Siblicide in Cattle Egrets

  • The first two eggs in a three-egg clutch have higher levels of androgens.
  • Incubation starts with the laying of the first egg.
  • As a result, the first eggs hatch sooner, the chicks are bigger, and they are more aggressive.
  • Cattle egret parents rear more offspring more efficiently due to siblicide.

Environmental Uncertainty in the Egret’s Habitat

  • Hatching asynchrony ensures that in good years more chicks are reared, but in bad years, the brood is efficiently reduced to a number that matches the available conditions.

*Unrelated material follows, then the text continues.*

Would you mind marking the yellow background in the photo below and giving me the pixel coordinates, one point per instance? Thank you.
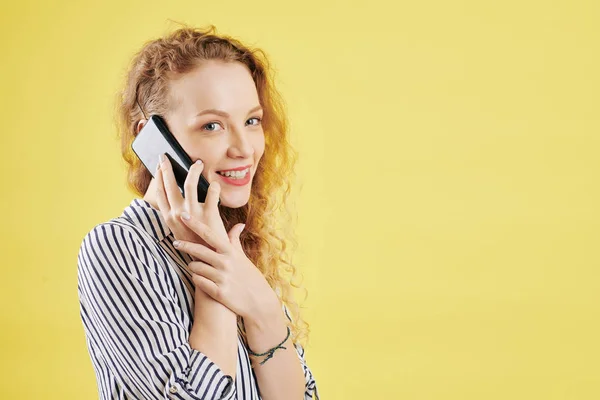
(448, 186)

Do Parents Favor the Best Offspring?

  • Parents may use cues about the health of their offspring to bias their parental care towards those most likely to survive and reproduce.
  • High carotenoid levels in nestling birds are associated with good immune function.
  • Does this explain the red gapes of many begging nestling birds?

Colour of the Mouth Gape

  • Nicola Saino used food dyes to color the mouths of nestling barn swallows to see if it altered parental care.

  • Saino also tried challenging the immune system of barn swallow nestlings by injecting them with sheep red blood cells.

  • As a result, the color of the birds’ gapes became dull, and sometimes yellow or green.

  • There was a direct relationship between the gape color and immune system response.

  • Honest signal

  • Parents need to make choices to secure reproductive fitness when resources are limited.

Take-Home Message

  • Parental care is probably associated with protecting previous investment but also with potential gain.
  • Male parental care is not uncommon, and it happens when it brings an advantage to male reproductive success. In species where male parental care exists, females select males on the basis of their parenting potential.
  • Parental care is costly (both for males and females); therefore, recognizing offspring is important.
  • Fostering is also common. It may be accidental, but it may also have advantages for the fostering parent.
  • Brood parasitism is uncommon, but it may occur for a number of reasons.
  • Unpredictable environments favour parental favouritism.